FOLLOWING the proper order of things, we have now arrived
at the culminating point of the wonders manifested to us by
the operations of Nature. And even at the very outset, we
find spontaneously presented to us an incomparable illustration
of her mysterious powers: so much so, in fact, that beyond it
we feel ourselves bound to forbear extending our enquiries,
there being nothing to be found either equal or analogous to an
element in which Nature quite triumphs over herself, and that,
too, in such numberless ways. For what is there more unruly
than the sea, with its winds, its tornadoes, and its tempests?
And yet in what department of her works has Nature been
more seconded by the ingenuity of man, than in this, by his
inventions of sails and of oars? In addition to this, we are
struck with the ineffable might displayed by the Ocean's tides,
as they constantly ebb and flow, and so regulate the currents
of the sea as though they were the waters of one vast river.

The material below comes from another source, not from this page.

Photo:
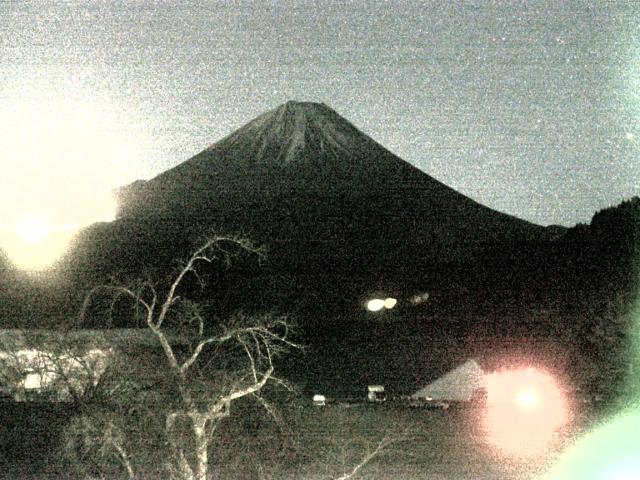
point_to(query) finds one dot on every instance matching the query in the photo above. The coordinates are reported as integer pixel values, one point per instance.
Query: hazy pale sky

And yet all these forces, though acting in unison, and impelling
in the same direction, a single fish, and that of a very
diminutive size—the fish known as the "echeneïs"
1—possesses
the power of counteracting. Winds may blow and
storms may rage, and yet the echeneïs controls their fury,
restrains their mighty force, and bids ships stand still in their
career; a result which no cables, no anchors, from their ponderousness quite incapable of being weighed, could ever have
produced! A fish bridles the impetuous violence of the deep,
and subdues the frantic rage of the universe—and all this by
no effort of its own, no act of resistance on its part, no act at
all, in fact, but that of adhering to the bark! Trifling as this
object would appear, it suffices to counteract all these forces
combined, and to forbid the ship to pass onward in its way!

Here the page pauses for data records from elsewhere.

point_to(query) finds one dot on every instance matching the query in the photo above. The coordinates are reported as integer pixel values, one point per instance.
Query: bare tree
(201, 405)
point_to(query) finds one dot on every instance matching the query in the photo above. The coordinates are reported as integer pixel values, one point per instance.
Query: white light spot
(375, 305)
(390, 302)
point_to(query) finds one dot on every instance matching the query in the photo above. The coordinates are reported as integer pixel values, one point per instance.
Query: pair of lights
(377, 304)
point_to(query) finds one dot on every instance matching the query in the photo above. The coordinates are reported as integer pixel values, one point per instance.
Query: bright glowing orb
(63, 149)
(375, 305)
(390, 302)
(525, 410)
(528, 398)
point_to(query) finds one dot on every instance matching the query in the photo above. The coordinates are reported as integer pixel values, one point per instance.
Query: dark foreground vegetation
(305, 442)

Fleets, armed for war, pile up towers and bulwarks on their
decks, in order that, upon the deep even, men may fight from
behind ramparts as it were. But alas for human vanity!—
when their prows, beaked as they are with brass and with
iron,
2 and armed for the onset, can thus be arrested and
rivetted to the spot by a little fish, no more than some half
foot in length!
At the battle of Actium, it is said, a fish of this kind stopped
the prætorian ship
3 of Antonius in its course, at the moment that
he was hastening from ship to ship to encourage and exhort his
men, and so compelled him to leave it and go on board another.
Hence it was, that the fleet of Cæsar gained the advantage
4 in
the onset, and charged with a redoubled impetuosity. In our
own time, too, one of these fish arrested the ship of the Emperor
5 Caius in its course, when he was returning from Astura
to Antium:
6 and thus, as the result proved, did an insignificant
fish give presage of great events; for no sooner had the emperor returned to Rome than he was pierced by the weapons of
his own soldiers. Nor did this sudden stoppage of the ship
long remain a mystery, the cause being perceived upon finding
that, out of the whole fleet, the emperor's five-banked galley
was the only one that was making no way. The moment this
was discovered, some of the sailors plunged into the sea, and,
on making search about the ship's sides, they found an
echeneïs adhering to the rudder. Upon its being shown to
the emperor, he strongly expressed his indignation that such
an obstacle as this should have impeded his progress, and have
rendered powerless the hearty endeavours of some four hundred
men. One thing, too, it is well known, more particularly
surprised
7 him, how it was possible that the fish, while adhering
to the ship, should arrest its progress, and yet should
have no such power when brought on board.
According to the persons who examined it on that occasion,
and who have seen it since, the echeneïs bears a strong resemblance
to a large slug.
8 The various opinions entertained
respecting it we have already
9 noticed, when speaking of it
in the Natural History of Fishes. There is no doubt, too, that
all fish of this kind are possessed of a similar power; witness,
for example, the well-known instance of the shells
10 which
are still preserved and consecrated in the Temple of Venus at
Cnidos, and which, we are bound to believe, once gave such
striking evidence of the possession of similar properties.
Some of our own authors have given this fish the Latin name
of "mora."
11 It is a singular thing, but among the Greeks
we find writers who state that, worn as an amulet, the echeneïs
has the property,
12 as already mentioned, of preventing miscarriage,
and of reducing procidence of the uterus, and so permitting
the fœtus to reach maturity: while others, again,
assert that, if it is preserved in salt and worn as an amulet, it
will facilitate parturition; a fact to which it is indebted for
another name which it bears, "odinolytes."
13 Be all this as
it may, considering this most remarkable fact of a ship being
thus stopped in its course, who can entertain a doubt as to the
possibility of any manifestation of her power by Nature, or
as to the effectual operation of the remedies which she has
centred in her spontaneous productions?